We can do this, we must have Citizens, Businesses, City, County, State, and Federal officials working together to make this come to fruition.
On July 10, 1997, the Jackson County Water Association (JCWA) and the Jackson
County Empowerment Zone Community, Inc.(JCEZ) submitted an application to
the U.S. Department of Agriculture, Rural Utilities Service (RUS) requesting
financial assistance to co-fund a proposed reservoir whose purpose was two-fold:
to provide water supply for the citizens of Jackson County, Kentucky and adjacent
areas and for recreation. The proposal was to construct a 115-foot roller-concrete
compacted dam on the Laurel Fork of the Rockcastle River creating a 640-acre
reservoir and the construction of a raw water transmission main from the proposed
reservoir to the JCWA Treatment Plant located at Tyner Lake in eastern Jackson
County. In response to the application and in accordance with the National
Environmental Policy Act of 1969 (42 USC 4231et seq.) and Agency regulations (7
CFR 1794, Environmental Policies and Procedures), RUS initiated the preparation
of an Environmental Impact Statement (EIS). Initial co-funding partners for the
proposal were JCEZ; Appalachian Regional Commission; U.S. Department of
Commerce, Economic Development Administration; and U.S. Housing and Urban
Development, Community Block Grant Program.
#17 Jun 26, 2012
Back when an Oneida area lake was first proposed, little thought was ever given to the moving of graves and cemeteries, so they were simply flooded and forgotten. If I'm not mistaken, now by law funding has to be included for the relocation of known graves / cemeteries to a new location, just like with highway projects.

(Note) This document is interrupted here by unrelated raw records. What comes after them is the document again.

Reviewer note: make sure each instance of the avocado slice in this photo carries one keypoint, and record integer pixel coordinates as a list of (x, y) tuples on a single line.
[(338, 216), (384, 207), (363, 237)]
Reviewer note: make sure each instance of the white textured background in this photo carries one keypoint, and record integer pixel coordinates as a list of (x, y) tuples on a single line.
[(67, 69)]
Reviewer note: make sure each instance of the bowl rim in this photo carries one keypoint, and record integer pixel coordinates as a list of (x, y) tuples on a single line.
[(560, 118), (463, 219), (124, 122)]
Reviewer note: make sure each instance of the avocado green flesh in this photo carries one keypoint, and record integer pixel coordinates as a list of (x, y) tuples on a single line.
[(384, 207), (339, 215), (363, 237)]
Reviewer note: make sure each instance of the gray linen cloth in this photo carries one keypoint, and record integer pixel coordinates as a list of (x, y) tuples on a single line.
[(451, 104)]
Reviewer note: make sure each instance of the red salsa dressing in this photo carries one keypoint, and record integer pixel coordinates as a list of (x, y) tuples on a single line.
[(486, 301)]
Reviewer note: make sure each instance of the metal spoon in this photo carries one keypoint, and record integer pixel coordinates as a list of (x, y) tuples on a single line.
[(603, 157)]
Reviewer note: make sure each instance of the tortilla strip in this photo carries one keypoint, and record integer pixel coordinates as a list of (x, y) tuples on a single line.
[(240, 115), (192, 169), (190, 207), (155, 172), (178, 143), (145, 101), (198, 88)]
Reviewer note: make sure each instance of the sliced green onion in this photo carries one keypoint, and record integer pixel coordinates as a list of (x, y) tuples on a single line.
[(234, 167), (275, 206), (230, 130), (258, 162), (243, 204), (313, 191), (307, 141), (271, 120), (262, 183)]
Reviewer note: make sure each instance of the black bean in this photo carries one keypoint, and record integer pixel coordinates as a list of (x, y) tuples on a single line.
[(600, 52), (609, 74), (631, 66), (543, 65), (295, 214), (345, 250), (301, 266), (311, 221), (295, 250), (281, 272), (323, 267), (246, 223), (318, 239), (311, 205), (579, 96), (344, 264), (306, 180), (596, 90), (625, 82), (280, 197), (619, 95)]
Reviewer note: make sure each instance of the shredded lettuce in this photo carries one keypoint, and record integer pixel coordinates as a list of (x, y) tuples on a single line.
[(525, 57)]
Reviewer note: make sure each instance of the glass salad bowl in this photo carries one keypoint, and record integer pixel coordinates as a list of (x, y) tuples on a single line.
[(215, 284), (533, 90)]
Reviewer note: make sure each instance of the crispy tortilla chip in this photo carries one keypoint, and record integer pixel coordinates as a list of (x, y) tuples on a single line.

If we stopped all projects simply because someone didn't want to relocate a cemetery (at no cost to the family, I might add), then I would propose that we stop ALL new home construction in Clay County as well, as the odds are very good that you could be disturbing someone's unmarked or unknown grave. You could throw rocks almost anywhere in the county and possibly nail an actual grave. There are scores and scores of graves all over the county that are either unmarked or the markers have totally disappeared and are not a part of any known cemetery, and I'm not even counting persons who possibly died of foul play here.